Andrew Grene (B.A. ’87), a United Nations diplomat in Haiti, died in last week’s devastating earthquake. He was stationed in Port-Au-Prince as assistant to a United Nations special representative in Haiti, Hedi Annabi, who also died in the quake.
“He was a true humanitarian, working for the good of the people of Haiti,” Irish Foreign Affairs Minister Micheál Martin said in a statement. “My thoughts are with Andrew’s wife and children and all his family and friends at this difficult time.”
Grene, 44, whose father, David, was a classics professor at the University and an influential translator, grew up in Chicago and Ireland. He attended high school in Winnetka, Illinois, majored in romance languages at the University of Chicago, and later graduated from the Medill School of Journalism at Northwestern University.

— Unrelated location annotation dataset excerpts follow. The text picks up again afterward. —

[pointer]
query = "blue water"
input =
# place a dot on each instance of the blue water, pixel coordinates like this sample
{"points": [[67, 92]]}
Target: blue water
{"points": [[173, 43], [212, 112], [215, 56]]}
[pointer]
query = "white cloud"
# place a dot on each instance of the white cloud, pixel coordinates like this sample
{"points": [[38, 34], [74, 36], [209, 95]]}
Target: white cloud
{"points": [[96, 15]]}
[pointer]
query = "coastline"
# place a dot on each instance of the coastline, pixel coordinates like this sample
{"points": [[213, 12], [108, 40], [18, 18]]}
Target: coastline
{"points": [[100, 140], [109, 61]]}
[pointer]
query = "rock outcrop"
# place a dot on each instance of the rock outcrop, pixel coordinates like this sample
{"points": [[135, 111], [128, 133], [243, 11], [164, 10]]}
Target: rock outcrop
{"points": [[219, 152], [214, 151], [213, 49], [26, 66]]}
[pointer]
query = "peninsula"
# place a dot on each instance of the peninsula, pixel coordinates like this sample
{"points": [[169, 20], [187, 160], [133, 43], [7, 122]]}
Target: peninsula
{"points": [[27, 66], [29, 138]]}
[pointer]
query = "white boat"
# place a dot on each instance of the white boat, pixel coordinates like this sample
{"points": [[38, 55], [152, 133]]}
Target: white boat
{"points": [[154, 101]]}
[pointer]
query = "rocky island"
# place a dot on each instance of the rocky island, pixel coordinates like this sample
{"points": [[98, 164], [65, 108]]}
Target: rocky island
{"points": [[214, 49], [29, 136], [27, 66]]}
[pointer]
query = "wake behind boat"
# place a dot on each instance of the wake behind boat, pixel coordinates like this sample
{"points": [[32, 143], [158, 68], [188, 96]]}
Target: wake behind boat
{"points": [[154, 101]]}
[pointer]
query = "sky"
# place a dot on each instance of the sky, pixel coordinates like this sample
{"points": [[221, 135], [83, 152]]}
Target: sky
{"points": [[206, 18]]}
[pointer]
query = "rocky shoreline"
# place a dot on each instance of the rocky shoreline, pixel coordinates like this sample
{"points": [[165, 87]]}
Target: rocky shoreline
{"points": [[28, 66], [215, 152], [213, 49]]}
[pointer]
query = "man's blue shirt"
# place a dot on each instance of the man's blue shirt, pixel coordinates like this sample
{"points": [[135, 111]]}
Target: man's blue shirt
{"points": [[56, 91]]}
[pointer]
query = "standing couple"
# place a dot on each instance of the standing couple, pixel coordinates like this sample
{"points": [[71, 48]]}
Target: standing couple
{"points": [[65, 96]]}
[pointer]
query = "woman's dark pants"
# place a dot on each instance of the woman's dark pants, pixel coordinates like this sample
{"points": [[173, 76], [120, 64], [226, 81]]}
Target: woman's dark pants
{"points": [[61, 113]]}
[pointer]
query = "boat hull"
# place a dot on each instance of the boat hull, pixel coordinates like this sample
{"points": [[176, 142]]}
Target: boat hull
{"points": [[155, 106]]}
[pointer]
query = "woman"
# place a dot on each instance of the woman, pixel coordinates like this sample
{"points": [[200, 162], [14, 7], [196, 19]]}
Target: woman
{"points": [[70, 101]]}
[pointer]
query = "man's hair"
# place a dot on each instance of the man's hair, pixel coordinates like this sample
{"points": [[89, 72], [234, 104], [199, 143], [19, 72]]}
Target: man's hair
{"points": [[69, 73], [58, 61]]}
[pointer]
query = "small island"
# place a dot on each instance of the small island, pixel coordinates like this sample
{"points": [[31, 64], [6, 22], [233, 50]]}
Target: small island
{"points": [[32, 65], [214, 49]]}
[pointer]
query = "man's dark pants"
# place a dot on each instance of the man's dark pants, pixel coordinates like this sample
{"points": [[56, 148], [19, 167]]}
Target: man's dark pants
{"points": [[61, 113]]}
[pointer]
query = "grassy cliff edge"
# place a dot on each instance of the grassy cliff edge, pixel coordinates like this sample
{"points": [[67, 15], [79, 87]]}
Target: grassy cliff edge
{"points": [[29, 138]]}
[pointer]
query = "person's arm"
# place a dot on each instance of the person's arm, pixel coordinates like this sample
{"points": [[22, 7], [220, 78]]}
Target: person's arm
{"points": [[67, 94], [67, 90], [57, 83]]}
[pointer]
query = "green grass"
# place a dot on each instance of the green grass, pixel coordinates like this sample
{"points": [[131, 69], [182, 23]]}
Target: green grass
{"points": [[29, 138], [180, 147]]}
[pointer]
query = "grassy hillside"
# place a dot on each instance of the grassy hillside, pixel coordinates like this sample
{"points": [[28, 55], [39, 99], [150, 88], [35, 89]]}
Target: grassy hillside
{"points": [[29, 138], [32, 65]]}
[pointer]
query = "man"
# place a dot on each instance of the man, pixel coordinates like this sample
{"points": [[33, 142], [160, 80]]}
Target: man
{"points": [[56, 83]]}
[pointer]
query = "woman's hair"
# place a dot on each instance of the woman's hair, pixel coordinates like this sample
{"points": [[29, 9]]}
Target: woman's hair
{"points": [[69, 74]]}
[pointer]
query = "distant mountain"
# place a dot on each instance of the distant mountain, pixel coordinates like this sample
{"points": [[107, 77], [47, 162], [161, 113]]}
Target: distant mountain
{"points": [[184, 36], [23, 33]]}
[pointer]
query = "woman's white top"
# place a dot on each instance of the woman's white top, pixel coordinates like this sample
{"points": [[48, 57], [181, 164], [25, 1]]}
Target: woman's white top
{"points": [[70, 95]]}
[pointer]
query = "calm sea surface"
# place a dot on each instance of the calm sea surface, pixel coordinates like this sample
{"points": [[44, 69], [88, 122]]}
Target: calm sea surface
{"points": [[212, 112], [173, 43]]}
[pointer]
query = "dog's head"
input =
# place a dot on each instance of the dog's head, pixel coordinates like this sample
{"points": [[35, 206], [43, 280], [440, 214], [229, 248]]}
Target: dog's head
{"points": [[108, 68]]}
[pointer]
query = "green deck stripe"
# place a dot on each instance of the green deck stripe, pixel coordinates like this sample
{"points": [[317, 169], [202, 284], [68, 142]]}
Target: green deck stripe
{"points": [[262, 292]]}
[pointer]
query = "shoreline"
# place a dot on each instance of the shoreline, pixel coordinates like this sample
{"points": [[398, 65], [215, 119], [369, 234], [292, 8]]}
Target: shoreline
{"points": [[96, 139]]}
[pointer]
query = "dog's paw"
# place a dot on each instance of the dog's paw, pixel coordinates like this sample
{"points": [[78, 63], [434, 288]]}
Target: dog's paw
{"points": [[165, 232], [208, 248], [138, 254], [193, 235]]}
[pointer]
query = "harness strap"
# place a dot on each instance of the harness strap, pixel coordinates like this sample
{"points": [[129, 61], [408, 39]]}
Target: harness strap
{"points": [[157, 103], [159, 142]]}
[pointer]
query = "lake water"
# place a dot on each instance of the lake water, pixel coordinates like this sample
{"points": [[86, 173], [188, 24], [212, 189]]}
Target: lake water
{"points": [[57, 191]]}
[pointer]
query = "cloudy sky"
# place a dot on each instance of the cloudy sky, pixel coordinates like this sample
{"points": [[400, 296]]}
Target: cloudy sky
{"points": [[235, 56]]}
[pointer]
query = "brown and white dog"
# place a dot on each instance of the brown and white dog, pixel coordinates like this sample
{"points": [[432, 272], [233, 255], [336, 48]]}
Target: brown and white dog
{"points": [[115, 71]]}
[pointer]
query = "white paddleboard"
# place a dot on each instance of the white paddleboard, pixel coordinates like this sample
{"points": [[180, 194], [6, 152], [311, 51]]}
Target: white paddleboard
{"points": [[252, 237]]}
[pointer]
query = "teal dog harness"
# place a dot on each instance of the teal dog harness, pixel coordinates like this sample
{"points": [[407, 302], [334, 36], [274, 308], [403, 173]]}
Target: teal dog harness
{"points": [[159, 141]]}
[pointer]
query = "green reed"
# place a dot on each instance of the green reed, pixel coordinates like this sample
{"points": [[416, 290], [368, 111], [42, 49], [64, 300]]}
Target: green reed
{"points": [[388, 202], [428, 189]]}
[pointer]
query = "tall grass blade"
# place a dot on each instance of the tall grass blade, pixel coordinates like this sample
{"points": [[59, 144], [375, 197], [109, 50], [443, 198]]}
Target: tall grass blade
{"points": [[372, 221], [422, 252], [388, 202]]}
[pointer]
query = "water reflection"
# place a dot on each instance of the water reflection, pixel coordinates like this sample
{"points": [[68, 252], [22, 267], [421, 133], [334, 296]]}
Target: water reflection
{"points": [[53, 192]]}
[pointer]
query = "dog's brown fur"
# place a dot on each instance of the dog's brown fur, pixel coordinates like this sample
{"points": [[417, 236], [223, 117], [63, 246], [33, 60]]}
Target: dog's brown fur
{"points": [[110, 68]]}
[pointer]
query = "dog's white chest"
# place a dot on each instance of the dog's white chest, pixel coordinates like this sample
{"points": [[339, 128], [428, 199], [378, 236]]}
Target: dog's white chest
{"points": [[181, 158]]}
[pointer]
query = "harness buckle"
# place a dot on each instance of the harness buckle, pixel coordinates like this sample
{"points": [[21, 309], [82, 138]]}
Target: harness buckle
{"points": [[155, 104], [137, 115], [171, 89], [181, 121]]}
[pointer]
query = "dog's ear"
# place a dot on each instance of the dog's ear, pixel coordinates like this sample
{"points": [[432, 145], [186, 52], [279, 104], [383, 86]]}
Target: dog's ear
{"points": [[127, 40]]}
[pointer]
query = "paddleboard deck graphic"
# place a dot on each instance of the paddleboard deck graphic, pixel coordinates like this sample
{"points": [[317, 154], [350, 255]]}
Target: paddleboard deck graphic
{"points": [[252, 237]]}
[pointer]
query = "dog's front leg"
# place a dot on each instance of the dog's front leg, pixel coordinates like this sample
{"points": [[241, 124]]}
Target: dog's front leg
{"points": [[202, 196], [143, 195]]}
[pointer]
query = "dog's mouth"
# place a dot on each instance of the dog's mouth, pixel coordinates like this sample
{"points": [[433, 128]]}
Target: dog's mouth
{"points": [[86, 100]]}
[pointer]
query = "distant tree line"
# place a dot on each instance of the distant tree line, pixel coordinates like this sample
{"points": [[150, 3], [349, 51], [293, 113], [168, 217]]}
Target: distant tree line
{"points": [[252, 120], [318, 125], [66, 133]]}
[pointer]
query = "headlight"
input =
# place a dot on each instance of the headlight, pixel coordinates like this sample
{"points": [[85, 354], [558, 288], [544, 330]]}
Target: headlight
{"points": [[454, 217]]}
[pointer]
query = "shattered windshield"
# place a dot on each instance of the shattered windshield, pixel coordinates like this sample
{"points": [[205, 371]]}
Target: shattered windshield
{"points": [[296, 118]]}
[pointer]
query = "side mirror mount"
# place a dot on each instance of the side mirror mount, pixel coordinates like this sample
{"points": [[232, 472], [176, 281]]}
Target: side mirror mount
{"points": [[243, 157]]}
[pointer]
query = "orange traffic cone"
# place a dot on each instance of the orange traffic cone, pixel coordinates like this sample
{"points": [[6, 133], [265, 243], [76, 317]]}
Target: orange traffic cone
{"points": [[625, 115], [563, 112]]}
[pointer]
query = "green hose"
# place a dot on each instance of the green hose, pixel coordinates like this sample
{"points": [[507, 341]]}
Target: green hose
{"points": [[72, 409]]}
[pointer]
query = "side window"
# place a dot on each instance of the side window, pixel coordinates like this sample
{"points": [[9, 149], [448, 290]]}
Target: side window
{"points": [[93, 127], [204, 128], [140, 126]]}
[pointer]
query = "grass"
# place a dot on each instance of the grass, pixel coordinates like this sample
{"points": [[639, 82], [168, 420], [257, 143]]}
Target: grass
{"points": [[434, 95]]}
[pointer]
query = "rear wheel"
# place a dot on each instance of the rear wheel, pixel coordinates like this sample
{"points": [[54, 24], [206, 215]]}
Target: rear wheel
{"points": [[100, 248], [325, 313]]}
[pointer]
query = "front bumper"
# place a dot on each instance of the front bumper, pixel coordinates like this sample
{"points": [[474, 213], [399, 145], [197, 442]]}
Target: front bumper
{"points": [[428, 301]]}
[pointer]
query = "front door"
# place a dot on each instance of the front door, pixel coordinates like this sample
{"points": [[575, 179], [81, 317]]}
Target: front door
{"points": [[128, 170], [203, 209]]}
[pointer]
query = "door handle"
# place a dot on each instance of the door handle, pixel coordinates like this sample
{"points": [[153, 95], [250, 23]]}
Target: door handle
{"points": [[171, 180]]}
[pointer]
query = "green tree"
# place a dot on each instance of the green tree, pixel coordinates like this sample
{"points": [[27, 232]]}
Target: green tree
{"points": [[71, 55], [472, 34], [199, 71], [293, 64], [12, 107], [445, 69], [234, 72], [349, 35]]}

Grene’s work with the United Nations took him to the Central African Republic and East Timor, and Grene was eager to work in Port-Au-Prince.
“He believed passionately in the Haitian people,” his twin brother Gregory told the Chicago Tribune on Tuesday. “He believed in their vivacity, their charm. He believed in giving every person in the world a fair shot, and he gave his life for that.”
As of Thursday, Grene is one of 61 confirmed United Nations officials killed in the Haiti earthquake, the largest single loss of life in the organization’s history.
Grene is survived by two sons who attend the University, second-year Alex and third-year Patrick, as well as his daughter Rosamund and his wife Jennifer.